Alhasil, aku pun menjadi kecanduan dan terbiasa diruang-ruang sensitif jender yang ku hindari selama ini. Aku menjadi tak takut lagi akan resiko terjatuh dari bangunan patriarki saat berdua dengannya diruang relasi jender.
“Terima kasih, Ning Ma telah banyak mengajariku tentang warna hidup, mungkin ini kelihatan sepele bagi pemuda lainnya. Seumur-umur kamulah perempuan satu-satunya menuntunku berani berkunjung ke-tempat kos perempuan. Karena kamulah aku punya pengalaman, hebat, jadul, kenthir sekaligus indah dikenang; pertama makan diwarung bersamamu. Berdua jalan bariringan disepanjang jalan karimata. Dan sebagainya…dan sebagainya. Memukau bin menegangkan setiap melawati momen menyejarah. Istimewa nan indah setiap cinta yang bersemi dalam hati mampu menembus standar baku patriarki klasik.”

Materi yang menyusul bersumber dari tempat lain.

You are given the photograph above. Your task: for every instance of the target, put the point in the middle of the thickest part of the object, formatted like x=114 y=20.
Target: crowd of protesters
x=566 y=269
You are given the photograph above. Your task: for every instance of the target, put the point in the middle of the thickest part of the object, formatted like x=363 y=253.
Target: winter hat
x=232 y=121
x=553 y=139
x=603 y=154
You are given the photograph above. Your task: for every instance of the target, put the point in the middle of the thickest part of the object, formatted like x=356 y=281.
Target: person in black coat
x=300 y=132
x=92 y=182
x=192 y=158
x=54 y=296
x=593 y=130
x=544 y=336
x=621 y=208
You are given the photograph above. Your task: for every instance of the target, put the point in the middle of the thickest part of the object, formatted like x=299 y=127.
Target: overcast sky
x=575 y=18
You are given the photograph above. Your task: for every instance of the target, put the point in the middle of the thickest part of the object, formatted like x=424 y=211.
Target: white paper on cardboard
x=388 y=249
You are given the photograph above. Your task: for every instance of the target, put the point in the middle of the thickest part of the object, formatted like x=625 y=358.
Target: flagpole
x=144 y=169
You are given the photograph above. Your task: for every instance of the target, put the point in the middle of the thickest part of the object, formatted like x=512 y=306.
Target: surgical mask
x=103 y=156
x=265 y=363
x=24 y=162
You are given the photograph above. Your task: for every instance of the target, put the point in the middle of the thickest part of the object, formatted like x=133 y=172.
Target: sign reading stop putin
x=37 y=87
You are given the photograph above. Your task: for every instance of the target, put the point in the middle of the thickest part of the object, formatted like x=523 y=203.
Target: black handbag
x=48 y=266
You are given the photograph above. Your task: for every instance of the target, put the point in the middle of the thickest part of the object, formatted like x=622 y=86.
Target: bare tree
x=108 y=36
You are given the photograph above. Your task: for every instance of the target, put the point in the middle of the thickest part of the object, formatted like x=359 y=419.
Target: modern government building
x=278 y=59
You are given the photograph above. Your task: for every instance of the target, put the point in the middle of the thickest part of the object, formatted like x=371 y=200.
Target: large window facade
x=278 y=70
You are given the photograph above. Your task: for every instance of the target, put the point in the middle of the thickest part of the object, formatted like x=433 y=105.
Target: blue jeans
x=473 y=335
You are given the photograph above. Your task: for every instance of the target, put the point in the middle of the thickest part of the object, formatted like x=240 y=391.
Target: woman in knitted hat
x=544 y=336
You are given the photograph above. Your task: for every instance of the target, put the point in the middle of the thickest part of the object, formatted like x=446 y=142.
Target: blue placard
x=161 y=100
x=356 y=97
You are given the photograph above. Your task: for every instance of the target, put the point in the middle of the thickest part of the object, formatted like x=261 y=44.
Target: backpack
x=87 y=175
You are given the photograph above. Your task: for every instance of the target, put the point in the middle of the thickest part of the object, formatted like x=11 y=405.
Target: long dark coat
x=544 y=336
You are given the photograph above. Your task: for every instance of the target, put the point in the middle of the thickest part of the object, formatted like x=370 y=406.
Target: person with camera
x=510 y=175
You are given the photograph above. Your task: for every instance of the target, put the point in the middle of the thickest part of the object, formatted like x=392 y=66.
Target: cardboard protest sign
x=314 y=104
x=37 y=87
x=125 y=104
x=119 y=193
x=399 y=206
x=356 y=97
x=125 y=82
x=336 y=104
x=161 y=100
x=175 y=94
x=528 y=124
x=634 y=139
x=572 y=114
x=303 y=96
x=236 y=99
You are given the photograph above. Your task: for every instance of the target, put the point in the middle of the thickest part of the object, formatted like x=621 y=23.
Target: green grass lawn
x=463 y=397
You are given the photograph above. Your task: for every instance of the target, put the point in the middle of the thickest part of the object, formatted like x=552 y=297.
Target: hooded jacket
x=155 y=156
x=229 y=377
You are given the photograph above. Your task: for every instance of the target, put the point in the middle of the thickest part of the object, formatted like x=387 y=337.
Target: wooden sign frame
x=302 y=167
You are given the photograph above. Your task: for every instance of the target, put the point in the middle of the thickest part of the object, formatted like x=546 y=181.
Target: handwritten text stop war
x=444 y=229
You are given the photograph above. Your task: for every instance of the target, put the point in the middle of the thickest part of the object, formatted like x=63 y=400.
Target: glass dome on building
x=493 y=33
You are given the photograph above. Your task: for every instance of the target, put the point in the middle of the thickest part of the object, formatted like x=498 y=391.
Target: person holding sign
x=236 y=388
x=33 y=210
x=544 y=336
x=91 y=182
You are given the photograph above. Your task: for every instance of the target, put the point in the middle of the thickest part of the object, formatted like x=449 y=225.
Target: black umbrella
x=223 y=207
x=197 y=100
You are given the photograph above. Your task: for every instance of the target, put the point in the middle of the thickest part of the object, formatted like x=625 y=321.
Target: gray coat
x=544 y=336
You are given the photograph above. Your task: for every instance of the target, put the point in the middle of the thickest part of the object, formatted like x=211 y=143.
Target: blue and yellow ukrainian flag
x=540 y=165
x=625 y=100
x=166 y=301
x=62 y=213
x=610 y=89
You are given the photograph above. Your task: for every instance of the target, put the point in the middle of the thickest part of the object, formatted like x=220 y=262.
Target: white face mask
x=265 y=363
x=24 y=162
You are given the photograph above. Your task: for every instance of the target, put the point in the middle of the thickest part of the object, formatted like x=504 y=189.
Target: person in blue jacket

Berkat tuntunannya dan diikuti oleh cinta mendalamku, banyak menu-menu kehidupan yang selama ini tertutup tirai relasi jender menjadi aku kenali dan aku pahami. Relasi jender patriarkis akhirnya hanyalah sebuah misteri, bukan ideologi kaku yang sudah final kebenarannya dan tak selalu merugikan kaum perempuan (isme). Menembus batasan patriarkis kolot, merupakan permainan petualangan kehidupan yang mengasikkan sekaligus menegangkan untuk selalu aku ulang dan berulang bersamanya
Benar kata orang bijak, bahwa cinta itu mampu menembus gunung. Cinta itu bisa menjungkar balikkan dunia. Pun begitu denganku. Cintaku yang telah lama dipendam kuat-kuat, akhirnya selalu ingin menembus batas-batas benteng relasi jender yang kupertahankan dalam ketidak-PD-an.  Demi Ning Ma, demi cinta, aku siap dan rela jika batasan jender yang aku tembus ini kemudian menjatuhkanku dari atas tangga patriarkis. Apapun aku rela, walaupun tuntunan Ning Ma menembus batas jender ini, telah menelanjangiku diatas pangung perebutan kuasa relasi jender.
Darinya aku mendapatkan pengalaman makna diri menjadi antara, maskulin sekaligus feminin, feminin sekaligus maskulin. Terkadang tak berdaya terkadang pula amat kuat. Terkadang menerima dan terkadang memberi, dan banyak hal lainnya.